The weight of the convolution kernel become NaN after training several batches

My network’s weights suddenly change to NaN during the training process. That is, it trains normally for a period of time and suddenly go to NaN in a random batch(not the same batch). In debug mode, I found all inputs are normal. And the item() of the last loss is normal. What may cause the network weights to be NaN?

Weights going to NaN is typically due to overflow. The most common cause I know for this issue is a too high learning rate and no gradient clipping. This makes the parameters of your network to diverge towards +/- infinity.

Have you tried lowering the learning rate? You could also log the norm of the gradients (Check the norm of gradients).

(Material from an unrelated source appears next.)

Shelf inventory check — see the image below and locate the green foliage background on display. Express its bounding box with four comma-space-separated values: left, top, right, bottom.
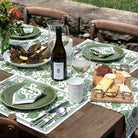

I applied nn.utils.clip_grad_norm_(max_norm=2) in my learning process, but there is still the case of NaN. My init learning rate is 0.0004 and I use an ExponentialLR(gamma=0.9) learning schedule. I’m wondering if the reduction of loss to mean or sum or the weight of every sub-loss (loss = w1*loss1 + w2*loss2 + .. + wn*lossn) would have a significant effect to the gradients. And is there a way to ensure that the gradient in the network does not appear Nan?

There is a similar thread at Gradient value is nan - #3 by saumya0303

As @ptrblck suggested, you could use torch.autograd.set_detect_anomaly(True) to see when the gradient go to NaN and debug from there.

Hope this helps.